Hill in Aberystwyth, Wales

Constitution Hill (Craig-glais /cy/) is a hill in the Welsh town of Aberystwyth, situated to the north of the town.

The hill overlooks Cardigan Bay in Ceredigion, Wales, running between the town and the coastal settlements Borth and Clarach to the north. The site provides good views of Aberystwyth, and the sightline extends as far as Snowdonia National Park and north Pembrokeshire.

Since 1896, the Aberystwyth Cliff Railway has ascended to the hill's summit, and the summit features a camera obscura, which is a 1980s rebuild of a Victorian era building which was erected as part of the "Luna Park" recreation area.

At its peak runs the Clarach Footpath on the Wales Coast Path, which connects the town of Aberystwyth with Clarach Bay. Nearby is the Borth – Clarach Site of Special Scientific Interest. The hill itself is often referred to as "Consti" by locals.

==Description==
Constitution Hill is located on the western coast of Wales on Cardigan Bay, lying north of the town of Aberystwyth and to the south of the Clarach Bay holiday park. The hill is traversed from south to north by the Wales Coast Path.

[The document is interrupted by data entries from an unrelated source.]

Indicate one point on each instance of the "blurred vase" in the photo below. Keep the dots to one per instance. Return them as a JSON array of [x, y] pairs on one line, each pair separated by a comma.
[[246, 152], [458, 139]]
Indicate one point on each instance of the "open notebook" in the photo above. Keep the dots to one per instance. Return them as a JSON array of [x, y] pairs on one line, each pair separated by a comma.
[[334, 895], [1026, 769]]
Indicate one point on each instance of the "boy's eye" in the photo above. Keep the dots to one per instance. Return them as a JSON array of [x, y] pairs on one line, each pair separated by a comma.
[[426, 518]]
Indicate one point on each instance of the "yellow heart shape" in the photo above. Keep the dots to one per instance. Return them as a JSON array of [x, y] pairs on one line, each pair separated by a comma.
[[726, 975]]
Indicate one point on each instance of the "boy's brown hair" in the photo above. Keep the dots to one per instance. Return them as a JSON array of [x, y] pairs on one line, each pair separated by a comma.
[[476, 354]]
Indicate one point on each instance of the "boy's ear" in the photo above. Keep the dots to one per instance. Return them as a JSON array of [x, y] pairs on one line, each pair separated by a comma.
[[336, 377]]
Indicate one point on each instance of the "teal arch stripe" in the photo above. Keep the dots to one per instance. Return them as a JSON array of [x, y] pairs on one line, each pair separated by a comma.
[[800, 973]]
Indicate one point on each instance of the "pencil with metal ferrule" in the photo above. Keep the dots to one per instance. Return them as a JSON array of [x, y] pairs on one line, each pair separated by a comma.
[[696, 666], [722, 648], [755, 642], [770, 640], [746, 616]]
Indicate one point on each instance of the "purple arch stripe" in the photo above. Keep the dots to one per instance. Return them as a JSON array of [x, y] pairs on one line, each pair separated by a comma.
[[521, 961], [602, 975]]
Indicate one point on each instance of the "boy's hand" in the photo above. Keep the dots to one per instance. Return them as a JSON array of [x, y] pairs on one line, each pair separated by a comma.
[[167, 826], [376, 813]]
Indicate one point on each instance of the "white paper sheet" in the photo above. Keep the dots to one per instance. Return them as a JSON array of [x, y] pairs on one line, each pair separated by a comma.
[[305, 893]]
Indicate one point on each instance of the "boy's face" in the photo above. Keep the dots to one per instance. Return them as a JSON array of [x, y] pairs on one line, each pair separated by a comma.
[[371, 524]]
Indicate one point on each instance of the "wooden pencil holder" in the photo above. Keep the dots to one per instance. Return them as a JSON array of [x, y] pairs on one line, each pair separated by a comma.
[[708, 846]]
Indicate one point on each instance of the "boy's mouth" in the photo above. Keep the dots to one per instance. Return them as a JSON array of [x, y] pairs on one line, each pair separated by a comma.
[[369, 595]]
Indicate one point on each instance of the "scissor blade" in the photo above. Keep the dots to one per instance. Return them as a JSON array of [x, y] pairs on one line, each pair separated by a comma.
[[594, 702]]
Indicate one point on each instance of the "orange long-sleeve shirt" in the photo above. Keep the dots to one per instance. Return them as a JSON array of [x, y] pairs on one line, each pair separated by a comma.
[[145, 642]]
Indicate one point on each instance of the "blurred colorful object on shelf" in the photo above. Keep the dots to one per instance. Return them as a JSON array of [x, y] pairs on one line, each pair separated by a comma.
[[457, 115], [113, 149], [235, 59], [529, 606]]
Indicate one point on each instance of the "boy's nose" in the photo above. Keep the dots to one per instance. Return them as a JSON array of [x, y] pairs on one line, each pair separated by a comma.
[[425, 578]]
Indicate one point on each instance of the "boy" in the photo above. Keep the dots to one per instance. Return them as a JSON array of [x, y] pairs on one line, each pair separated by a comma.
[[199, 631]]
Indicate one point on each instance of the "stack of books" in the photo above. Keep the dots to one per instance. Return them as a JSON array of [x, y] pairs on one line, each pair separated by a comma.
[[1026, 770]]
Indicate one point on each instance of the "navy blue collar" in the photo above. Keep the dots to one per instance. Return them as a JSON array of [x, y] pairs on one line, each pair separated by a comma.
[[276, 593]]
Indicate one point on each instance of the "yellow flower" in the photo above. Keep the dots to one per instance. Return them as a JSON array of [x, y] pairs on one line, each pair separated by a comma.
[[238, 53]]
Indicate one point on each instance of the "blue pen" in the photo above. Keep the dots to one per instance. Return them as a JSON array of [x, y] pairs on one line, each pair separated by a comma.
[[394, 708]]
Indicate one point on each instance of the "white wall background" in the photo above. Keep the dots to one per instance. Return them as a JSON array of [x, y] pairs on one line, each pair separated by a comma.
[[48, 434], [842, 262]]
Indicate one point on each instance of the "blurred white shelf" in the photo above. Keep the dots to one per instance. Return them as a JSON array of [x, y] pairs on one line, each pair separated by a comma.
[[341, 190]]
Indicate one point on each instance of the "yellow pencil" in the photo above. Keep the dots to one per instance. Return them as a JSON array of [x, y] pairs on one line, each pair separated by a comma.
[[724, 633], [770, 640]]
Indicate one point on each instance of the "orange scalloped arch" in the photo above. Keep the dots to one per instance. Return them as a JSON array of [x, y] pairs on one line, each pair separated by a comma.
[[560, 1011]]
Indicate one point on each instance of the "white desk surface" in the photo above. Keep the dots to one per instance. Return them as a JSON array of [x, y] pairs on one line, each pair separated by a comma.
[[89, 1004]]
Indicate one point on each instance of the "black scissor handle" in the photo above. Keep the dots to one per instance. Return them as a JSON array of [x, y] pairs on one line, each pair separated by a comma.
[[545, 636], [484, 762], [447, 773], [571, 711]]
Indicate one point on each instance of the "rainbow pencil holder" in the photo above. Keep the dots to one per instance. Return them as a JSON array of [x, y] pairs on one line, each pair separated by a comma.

At the base of the hill there is an apotropaic site, where people stop at a metal piece in the ground, and perform a ritual known as "kicking the bar", using the soles of their feet. The origin of this custom is unknown, with researchers having several theories as to its origin.

==Human history==
From medieval times up until the early twentieth century, Constitution Hill was the site of several large quarries which, along with others in the area, provided much of the stone required to build the town of Aberystwyth including its castle.

In 1895 the Aberystwyth Improvement Company was formed, a business venture with the goal of developing the hill for leisure and tourism. The company was financed by businessman George Newnes and the project to develop the hill was engineered by George Croydon Marks. The company developed the hill extensively over the following years, including the construction of a restaurant and arcades at the bottom, a theme park called Luna Park and the original camera obscura, and the Aberystwyth Cliff Railway. The Luna Park development did not survive long, as successive summers of poor weather in the early twentieth century limited visitor numbers. The railway, which operated over a length of 778 ft on a standard gauge at a gradient steeper than 50%, and opened in 1896, proved more successful. Initially powered by pouring water into a tank in the descending car, it was converted to electric operation in 1921.

The original camera obscura and other Victorian features on the hill's summit were abandoned and became derelict during the first half of the 20th century, and by 1959 only one building remained. The site was redeveloped in the 1980s, with the modern camera obscura and other facilities being built.